Protest held against alleged abduction of PTM activists

islamabad - A large number of people from different segments of society on Saturday staged a protest demonstration against the alleged abduction of the activists of the Pashtun Tahaffuz Movement.

Students, intellectuals, political activists and citizens gathered outside the National Press Club, Islamabad to protest the alleged crackdown on the organisers and activists in Karachi prior to a rally called by the PTM.

The protest focused in particular on the Karachi University’s professor Dr Riaz Ahmad as well as Hashim Khan who were instrumental in organising the protests after the killing of Naqibullah Mehsud in a fake encounter of the Karachi police which led to the formation of the PTM. 

Protestors raised slogans at the Press Club for an hour before embarking on a peaceful march to the Super Market and from where they dispersed peacefully.

Addressing the protestors, Awami Workers Party leaders Ammar Rashid and Alia Amirali said that the youth of FATA who assembled under the banner of the PTM, only demanded their constitutional rights to be safeguarded.

Alia Amirali said: “State repression over the decades has never succeeded in containing the popular demands of ordinary people and the clampdown prior to the Karachi rally would also prove unsuccessful again”.

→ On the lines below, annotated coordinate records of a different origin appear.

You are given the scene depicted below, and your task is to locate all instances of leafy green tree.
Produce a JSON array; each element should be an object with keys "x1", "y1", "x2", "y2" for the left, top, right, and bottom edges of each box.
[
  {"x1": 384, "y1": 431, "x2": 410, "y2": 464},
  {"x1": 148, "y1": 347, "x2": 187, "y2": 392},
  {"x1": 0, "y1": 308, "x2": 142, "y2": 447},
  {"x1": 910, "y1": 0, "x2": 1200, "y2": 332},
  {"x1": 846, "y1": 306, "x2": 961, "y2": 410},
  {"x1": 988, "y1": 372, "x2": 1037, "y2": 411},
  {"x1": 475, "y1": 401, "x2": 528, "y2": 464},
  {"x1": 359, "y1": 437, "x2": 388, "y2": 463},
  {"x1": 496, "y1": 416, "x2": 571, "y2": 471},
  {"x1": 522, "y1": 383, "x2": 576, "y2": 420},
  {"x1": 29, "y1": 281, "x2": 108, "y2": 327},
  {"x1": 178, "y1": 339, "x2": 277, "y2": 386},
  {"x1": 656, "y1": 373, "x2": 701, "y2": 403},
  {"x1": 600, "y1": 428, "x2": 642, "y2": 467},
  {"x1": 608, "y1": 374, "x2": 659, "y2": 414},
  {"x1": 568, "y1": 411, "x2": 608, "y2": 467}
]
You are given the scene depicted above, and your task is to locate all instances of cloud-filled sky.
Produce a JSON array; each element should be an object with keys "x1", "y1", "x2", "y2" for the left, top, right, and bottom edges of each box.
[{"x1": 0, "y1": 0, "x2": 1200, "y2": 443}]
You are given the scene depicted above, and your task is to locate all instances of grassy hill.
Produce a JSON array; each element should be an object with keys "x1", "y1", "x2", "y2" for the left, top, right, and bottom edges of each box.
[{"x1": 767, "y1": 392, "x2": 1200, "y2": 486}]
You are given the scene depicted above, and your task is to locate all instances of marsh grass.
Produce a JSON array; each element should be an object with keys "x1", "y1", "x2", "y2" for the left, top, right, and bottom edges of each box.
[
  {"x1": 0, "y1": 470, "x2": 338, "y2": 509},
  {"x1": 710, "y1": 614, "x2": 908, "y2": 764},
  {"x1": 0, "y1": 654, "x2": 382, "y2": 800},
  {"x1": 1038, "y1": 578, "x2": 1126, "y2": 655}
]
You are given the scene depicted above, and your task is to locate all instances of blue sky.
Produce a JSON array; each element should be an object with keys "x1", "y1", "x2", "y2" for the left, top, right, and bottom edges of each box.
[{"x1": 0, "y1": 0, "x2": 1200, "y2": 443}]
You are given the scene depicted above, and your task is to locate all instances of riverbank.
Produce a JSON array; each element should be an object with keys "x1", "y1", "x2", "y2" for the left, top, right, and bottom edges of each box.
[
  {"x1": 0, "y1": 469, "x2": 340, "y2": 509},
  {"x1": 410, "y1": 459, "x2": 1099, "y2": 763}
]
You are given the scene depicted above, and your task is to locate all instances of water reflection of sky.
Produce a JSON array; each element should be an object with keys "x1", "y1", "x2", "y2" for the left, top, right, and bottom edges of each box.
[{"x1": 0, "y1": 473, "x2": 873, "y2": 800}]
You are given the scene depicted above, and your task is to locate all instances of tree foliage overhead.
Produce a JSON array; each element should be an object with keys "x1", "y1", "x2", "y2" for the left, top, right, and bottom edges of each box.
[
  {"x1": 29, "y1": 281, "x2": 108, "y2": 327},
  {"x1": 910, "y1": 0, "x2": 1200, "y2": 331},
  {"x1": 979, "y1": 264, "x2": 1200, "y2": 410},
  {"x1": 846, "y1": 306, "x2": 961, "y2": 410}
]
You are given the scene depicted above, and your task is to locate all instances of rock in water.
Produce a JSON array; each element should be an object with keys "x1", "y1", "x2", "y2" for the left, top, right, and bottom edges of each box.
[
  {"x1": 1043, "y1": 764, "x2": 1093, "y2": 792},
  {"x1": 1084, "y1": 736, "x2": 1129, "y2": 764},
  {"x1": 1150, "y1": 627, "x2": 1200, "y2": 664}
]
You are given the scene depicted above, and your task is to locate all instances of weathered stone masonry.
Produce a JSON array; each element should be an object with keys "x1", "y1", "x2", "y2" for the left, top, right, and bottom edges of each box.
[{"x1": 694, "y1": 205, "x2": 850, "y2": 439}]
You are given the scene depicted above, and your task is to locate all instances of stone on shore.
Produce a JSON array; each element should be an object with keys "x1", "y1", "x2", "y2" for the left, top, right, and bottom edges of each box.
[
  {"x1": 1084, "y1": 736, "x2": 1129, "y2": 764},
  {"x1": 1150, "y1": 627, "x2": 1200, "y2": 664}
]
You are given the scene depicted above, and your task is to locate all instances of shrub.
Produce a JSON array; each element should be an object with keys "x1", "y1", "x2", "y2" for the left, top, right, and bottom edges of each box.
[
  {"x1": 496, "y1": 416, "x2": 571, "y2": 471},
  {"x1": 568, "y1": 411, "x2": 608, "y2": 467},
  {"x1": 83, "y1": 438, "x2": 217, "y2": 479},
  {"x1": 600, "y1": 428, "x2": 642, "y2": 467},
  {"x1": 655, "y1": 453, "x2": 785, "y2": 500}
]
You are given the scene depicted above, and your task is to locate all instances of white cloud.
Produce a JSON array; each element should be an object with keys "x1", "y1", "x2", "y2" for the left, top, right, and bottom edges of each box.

Speaking on the occasion, an activist Junaid Babar said that the arrests of people like Dr Riaz Ahmed revealed that the PTM is gaining popularity among all peace-loving and democratic people across the country.

He said that on the PTM’s call a wide cross-section of Karachi’s population, as well as activists from across Sindh, are coming out to share their demands for equal citizenship rights and accountability of those elements in the state that are responsible for the dastardly practice of enforced disappearances and extra-judicial killings.

The protest ended with a pledge by Jahanzeb Wazir to firmly stand with all pro-democracy movements such as the PTM.

“The resort of the state’s coercive tactics is an indicator of weakness rather than strength,” he said, saying crackdown on peaceful and democratic voices is no longer accepted by a wide cross-section of young people which now constitute the single biggest demographic group in Pakistan. The genuine public interest, he said, will now increasingly be determined by these emergent democratic voices.